Vous documentez beaucoup votre travail…
C’est important d’expliquer aux gens ce qu’est le design, le processus. Quand on le fait, on découvre et on révèle des choses qui étaient là depuis toujours. Cette chaise-là, que vous n’avez jamais vue avant, rien que de voir ce morceau de fer forgé, ce truc sur lequel j’ai tapé, ça reconnecte des milliers de choses dans la mémoire, consciemment ou non. L’image du designer figé derrière un ordinateur est fausse parce que l’ordinateur justement, nous coupe de nos racines, il met en place un monde virtuel. Documenter, c’est expliquer qu’on expérimente.
Tous les projets commencent par le dessin ?
Non. Ces dessins me servent surtout à enregistrer ce à quoi je suis en train de penser. Car toutes ces choses qui s’élaborent, c’est très volatil. Ensuite, on fait beaucoup de maquettes, pour garder un témoin…
Pouvez-vous passer d’une idée au prototype ou à la maquette sans l’étape du dessin ?
Oui, mais on fait aussi le chemin inverse ! Là, on vient de terminer des lunettes pour un fabricant japonais. On a réfléchi, on a fait des esquisses, mais, à un moment, je me suis calé devant un logiciel 3D. C’était comme créer un ADN, un squelette, une matrice. La forme n’était pas là, mais tous les paramètres que j’avais envie de mettre dedans y étaient. Cette source, on a pu la réutiliser pendant un an.
Comment se déroule ce processus ?
Il est d’abord mental avant d’être gravé. Dans un dessin, il y a toute l’intention, la culture, les saveurs. Avec l’ordinateur, il y a l’hyper précision, la culture y est invisible. Il faut donc redessiner d’une manière floue sur quelque chose qui était précis, juste pour refaire émerger certaines choses. Si notre atelier est si bordélique, c’est qu’on passe notre temps à faire et refaire encore ! Si je vous montrais toutes les maquettes des fontaines des Champs, vous vous demanderiez : « Mais pourquoi en avez-vous fait 50 ? Ce sont toutes les mêmes ! » Parce que derrière, je pense qu’il y a un processus de méditation. Ce n’est pas très rationnel comme fonctionnement !
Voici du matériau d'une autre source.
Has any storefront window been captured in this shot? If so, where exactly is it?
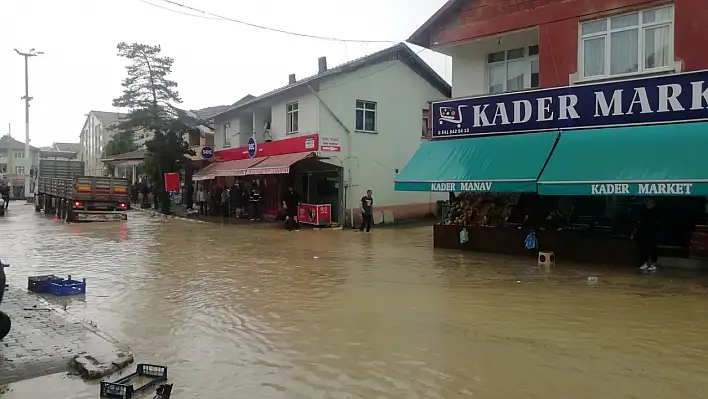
[487,45,539,94]
[579,6,673,78]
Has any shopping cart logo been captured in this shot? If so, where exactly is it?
[439,105,467,127]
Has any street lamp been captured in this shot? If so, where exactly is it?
[15,49,44,198]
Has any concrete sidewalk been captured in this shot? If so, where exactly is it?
[0,288,133,385]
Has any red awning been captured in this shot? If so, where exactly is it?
[246,152,315,175]
[192,158,268,181]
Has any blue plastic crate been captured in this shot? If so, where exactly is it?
[101,364,167,399]
[47,275,86,296]
[27,274,64,294]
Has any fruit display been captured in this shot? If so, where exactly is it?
[442,193,520,226]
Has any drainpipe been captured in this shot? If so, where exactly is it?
[307,85,354,228]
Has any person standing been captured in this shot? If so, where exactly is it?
[0,184,10,210]
[359,190,374,233]
[221,185,229,217]
[283,184,300,231]
[249,182,262,221]
[634,199,659,272]
[197,185,209,216]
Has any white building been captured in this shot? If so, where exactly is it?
[0,135,39,198]
[79,111,155,176]
[205,43,451,227]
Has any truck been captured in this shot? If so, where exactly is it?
[34,159,130,222]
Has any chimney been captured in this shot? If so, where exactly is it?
[317,57,327,73]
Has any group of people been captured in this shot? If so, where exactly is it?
[194,182,263,220]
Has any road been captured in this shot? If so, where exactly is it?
[0,204,708,399]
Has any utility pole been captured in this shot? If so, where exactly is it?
[15,49,44,198]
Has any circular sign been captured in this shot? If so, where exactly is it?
[248,137,258,158]
[202,147,214,159]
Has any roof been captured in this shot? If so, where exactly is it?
[192,105,230,121]
[102,148,147,162]
[408,0,468,48]
[91,111,128,127]
[0,135,38,151]
[217,43,452,119]
[51,143,81,153]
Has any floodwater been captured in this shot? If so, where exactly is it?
[0,203,708,399]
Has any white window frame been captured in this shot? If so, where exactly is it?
[354,100,379,133]
[223,122,231,148]
[485,44,541,94]
[578,4,676,82]
[285,101,300,134]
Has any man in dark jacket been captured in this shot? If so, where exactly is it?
[283,185,300,231]
[0,183,10,210]
[634,199,659,272]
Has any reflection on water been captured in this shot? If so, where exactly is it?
[0,207,708,399]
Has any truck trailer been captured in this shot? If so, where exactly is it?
[34,159,129,222]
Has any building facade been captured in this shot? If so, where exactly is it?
[396,0,708,264]
[409,0,708,97]
[0,135,39,198]
[205,44,450,225]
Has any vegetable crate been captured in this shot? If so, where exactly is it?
[47,275,86,296]
[27,274,64,294]
[101,364,167,399]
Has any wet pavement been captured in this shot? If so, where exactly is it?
[0,284,132,384]
[0,207,708,399]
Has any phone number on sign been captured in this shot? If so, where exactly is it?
[436,127,470,136]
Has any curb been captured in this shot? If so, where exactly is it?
[135,208,207,223]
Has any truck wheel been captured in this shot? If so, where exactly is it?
[0,312,12,341]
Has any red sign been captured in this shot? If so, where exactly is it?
[214,133,319,162]
[297,204,332,226]
[165,173,179,192]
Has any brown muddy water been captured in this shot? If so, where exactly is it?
[0,206,708,399]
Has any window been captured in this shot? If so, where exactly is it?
[578,6,674,78]
[224,123,231,147]
[356,100,376,133]
[487,45,539,94]
[285,102,300,134]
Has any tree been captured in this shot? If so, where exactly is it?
[103,130,137,176]
[113,42,199,213]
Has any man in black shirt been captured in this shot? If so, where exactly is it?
[0,183,10,210]
[249,183,262,221]
[635,199,659,272]
[283,186,300,231]
[359,190,374,233]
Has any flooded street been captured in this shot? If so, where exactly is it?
[0,203,708,399]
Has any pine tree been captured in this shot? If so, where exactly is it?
[113,43,198,213]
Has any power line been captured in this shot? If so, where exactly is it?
[146,0,404,43]
[140,0,224,21]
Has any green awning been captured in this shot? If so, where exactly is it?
[538,122,708,196]
[395,132,558,192]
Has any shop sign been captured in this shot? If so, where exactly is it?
[202,147,214,159]
[248,136,258,158]
[590,183,693,195]
[433,71,708,138]
[320,137,342,152]
[430,181,492,192]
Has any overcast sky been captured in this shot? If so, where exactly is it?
[0,0,450,147]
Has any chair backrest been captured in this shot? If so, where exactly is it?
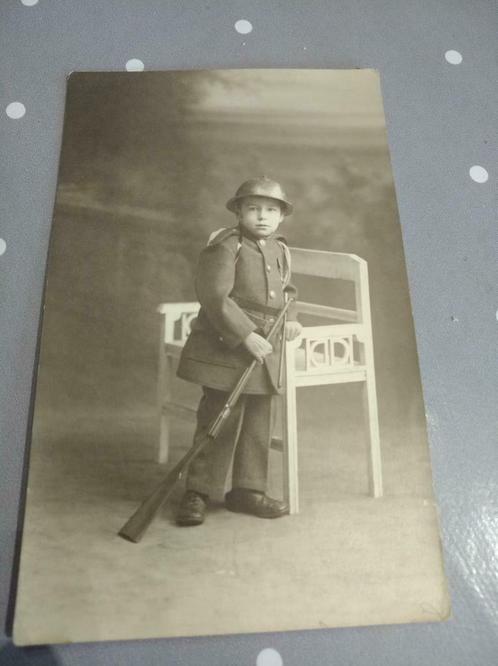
[157,247,371,344]
[290,247,370,325]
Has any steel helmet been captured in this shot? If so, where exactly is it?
[226,176,294,215]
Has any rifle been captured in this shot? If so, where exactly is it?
[118,298,294,543]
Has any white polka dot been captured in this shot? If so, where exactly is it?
[126,58,144,72]
[256,648,283,666]
[5,102,26,120]
[444,50,463,65]
[469,164,489,183]
[235,19,252,35]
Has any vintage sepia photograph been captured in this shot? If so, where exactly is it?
[13,69,451,645]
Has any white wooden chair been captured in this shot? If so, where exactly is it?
[157,248,383,513]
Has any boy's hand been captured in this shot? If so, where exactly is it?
[285,321,303,340]
[244,331,273,363]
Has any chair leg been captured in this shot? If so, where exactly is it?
[362,371,384,497]
[157,352,172,463]
[283,347,299,514]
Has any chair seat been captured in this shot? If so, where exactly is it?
[295,348,363,373]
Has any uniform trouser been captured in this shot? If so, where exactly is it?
[186,386,275,495]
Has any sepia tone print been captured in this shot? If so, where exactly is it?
[14,69,450,645]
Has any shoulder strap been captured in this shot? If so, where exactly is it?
[277,236,291,287]
[207,227,242,261]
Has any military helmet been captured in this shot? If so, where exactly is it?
[226,176,294,215]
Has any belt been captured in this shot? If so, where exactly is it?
[230,296,280,315]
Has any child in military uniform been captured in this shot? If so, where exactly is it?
[176,177,301,526]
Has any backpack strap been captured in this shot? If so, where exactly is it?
[277,236,291,287]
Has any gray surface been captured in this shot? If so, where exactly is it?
[0,0,498,666]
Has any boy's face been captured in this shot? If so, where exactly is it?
[238,196,284,238]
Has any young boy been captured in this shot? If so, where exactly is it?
[176,177,301,526]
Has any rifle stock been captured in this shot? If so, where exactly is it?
[118,299,294,543]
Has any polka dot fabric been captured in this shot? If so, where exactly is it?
[0,0,498,666]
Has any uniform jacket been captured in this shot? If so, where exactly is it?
[177,226,297,394]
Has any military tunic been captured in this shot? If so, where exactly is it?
[177,227,297,495]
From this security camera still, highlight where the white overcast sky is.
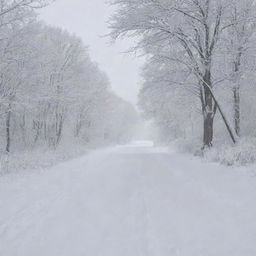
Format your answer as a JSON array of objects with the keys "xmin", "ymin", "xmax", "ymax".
[{"xmin": 41, "ymin": 0, "xmax": 143, "ymax": 103}]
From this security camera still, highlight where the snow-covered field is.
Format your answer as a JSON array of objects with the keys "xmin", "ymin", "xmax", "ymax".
[{"xmin": 0, "ymin": 142, "xmax": 256, "ymax": 256}]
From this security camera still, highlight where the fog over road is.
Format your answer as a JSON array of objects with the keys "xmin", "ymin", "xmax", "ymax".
[{"xmin": 0, "ymin": 141, "xmax": 256, "ymax": 256}]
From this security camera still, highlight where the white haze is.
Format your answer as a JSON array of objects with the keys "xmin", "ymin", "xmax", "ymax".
[{"xmin": 41, "ymin": 0, "xmax": 143, "ymax": 104}]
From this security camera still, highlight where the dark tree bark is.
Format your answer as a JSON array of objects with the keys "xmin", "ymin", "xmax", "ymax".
[
  {"xmin": 5, "ymin": 109, "xmax": 11, "ymax": 153},
  {"xmin": 233, "ymin": 87, "xmax": 241, "ymax": 137}
]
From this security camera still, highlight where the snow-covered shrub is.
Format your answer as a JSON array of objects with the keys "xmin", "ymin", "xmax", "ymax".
[{"xmin": 204, "ymin": 138, "xmax": 256, "ymax": 166}]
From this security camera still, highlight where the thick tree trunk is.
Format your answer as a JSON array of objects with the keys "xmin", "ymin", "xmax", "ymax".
[
  {"xmin": 233, "ymin": 87, "xmax": 241, "ymax": 137},
  {"xmin": 202, "ymin": 70, "xmax": 216, "ymax": 149},
  {"xmin": 203, "ymin": 114, "xmax": 214, "ymax": 148},
  {"xmin": 5, "ymin": 109, "xmax": 11, "ymax": 153}
]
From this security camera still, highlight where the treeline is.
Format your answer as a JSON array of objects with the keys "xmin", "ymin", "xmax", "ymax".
[
  {"xmin": 0, "ymin": 0, "xmax": 137, "ymax": 153},
  {"xmin": 110, "ymin": 0, "xmax": 256, "ymax": 152}
]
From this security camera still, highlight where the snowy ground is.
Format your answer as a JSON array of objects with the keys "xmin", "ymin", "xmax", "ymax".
[{"xmin": 0, "ymin": 142, "xmax": 256, "ymax": 256}]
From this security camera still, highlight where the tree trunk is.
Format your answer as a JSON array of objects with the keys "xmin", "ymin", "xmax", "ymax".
[
  {"xmin": 203, "ymin": 113, "xmax": 214, "ymax": 148},
  {"xmin": 201, "ymin": 69, "xmax": 216, "ymax": 149},
  {"xmin": 233, "ymin": 87, "xmax": 241, "ymax": 137},
  {"xmin": 5, "ymin": 109, "xmax": 11, "ymax": 153}
]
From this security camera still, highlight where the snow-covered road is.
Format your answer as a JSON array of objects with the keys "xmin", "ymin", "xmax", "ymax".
[{"xmin": 0, "ymin": 142, "xmax": 256, "ymax": 256}]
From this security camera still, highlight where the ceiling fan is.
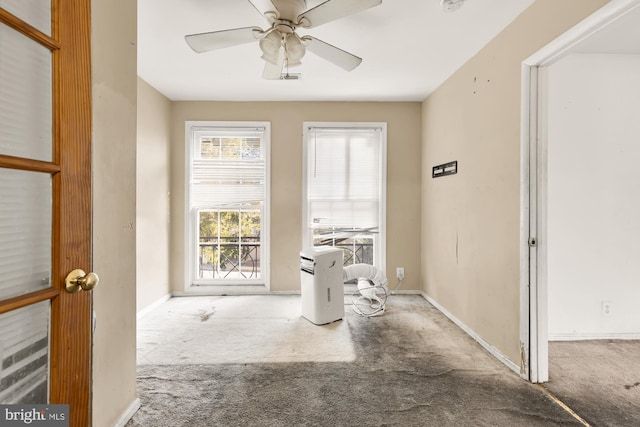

Et vous êtes sur le même rythme avec votre frère ?
Ça dépend… On se comprend extrêmement bien mais en même temps, on est le miroir l’un de l’autre. Parfois c’est bien, parfois moins… Ce n’est pas toujours agréable d’avoir son double en face de soi. On a toujours été obsédés par ce qu’on faisait. La seule différence, c’est que maintenant on a plus de maturité. Quand je me lève le matin, la première chose à laquelle je pense, c’est à ça. C’est pour ça que je lis beaucoup, c’est le seul moyen de couper.
Avec le temps, votre façon de travailler ensemble a-t-elle changé ?
Au début, on travaillait sur la même table, une vraie image d’Épinal ! On suit maintenant une autre stratégie : l’un est plus « à l’intérieur » et l’autre est plus « à l’extérieur », ce qui est un moteur génial. Celui qui est dedans oublie un peu le questionnement basique des choses : quel est cet objet ? qu’est-ce qu’il provoque ? Celui qui est à la périphérie va pouvoir intervenir et dire par exemple : « Il faudrait essayer telle couleur », quand l’autre n’arrive plus à réfléchir aux couleurs parce qu’il pense aux millimètres, aux déformations, aux moules…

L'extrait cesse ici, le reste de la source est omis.